In-person support — Some people find it helpful to talk with a "coach" who can help support you throughout the process. This often involves regular visits beginning before your quit date and continuing for several months afterwards.Group counseling sessions are another option; many different organizations offer group programs. These typically include lectures, group meetings for mutual support, discussion of coping skills, and suggestions for preventing relapse.

Hypnosis and acupuncture — Hypnosis and acupuncture are popular stop-smoking methods. Although there is not convincing scientific evidence that these are effective, some people who have not had success with other techniques find these treatments to be helpful.

Nicotine Replacement Products

These slowly break addiction with controlled doses of nicotine and allow for management of cravings and provide some relief from withdrawal symptoms.

The doses reduce over a period of time so that less and less nicotine is administered before stopping altogether. There is up to a 70% greater chance of success especially in combination with behavioral changes.

Patch — Placed right on your skin, patches release a small amount of nicotine into your body. They’re available over the counter (OTC), which means that you don’t need a prescription.  Place a new patch on a different spot on your body every day. You can reuse a spot after a week has passed. It may be more effective to start using the patch a few days before your quit date and to use it along with another nicotine product.

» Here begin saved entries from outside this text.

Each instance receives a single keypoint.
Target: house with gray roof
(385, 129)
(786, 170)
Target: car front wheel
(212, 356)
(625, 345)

Gum — You chew this OTC product just like regular gum. Your dose depends on how much you smoke. When you feel a tingle in your mouth, stop and put it in your cheek. When the tingling is gone, start chewing again. Do this over and over again until the tingle is gone – usually after about 30 minutes. For the first 6 weeks, you’ll chew one piece every 1 or 2 hours. Treatment should last around 12 weeks. If you feel the need to continue, talk to your doctor.



Lozenge — These OTC capsules are taken after meals and dissolve in your mouth. The dose depends on how much you smoke. Treatment should take 12 weeks.

Spray — This delivers nicotine through your nose or mouth. Some you can buy over the counter, and for others, you’ll need to visit your doctor to get a prescription. Like other nicotine products, you should use it for 12 weeks.

Inhaler — This cartridge is placed into your mouth and releases a puff of nicotine. It’s by prescription only, and you’ll use it for about 12 weeks.

Prescription Medications

These medications are only available via prescription. 

Varenicline (Chantix) works with the part of the brain that reacts to nicotine so that smoking is less enjoyed.  It also eases withdrawal symptoms. Varenicline is safe to use with nicotine products, and one study shows that a combination of the two may improve your chances of quitting for good. Side effects may include nausea, trouble sleeping, headaches and vomiting.

Bupropion is an antidepressant that lowers the desire to smoke. Common side effects are insomnia, nightmares and a dry mouth.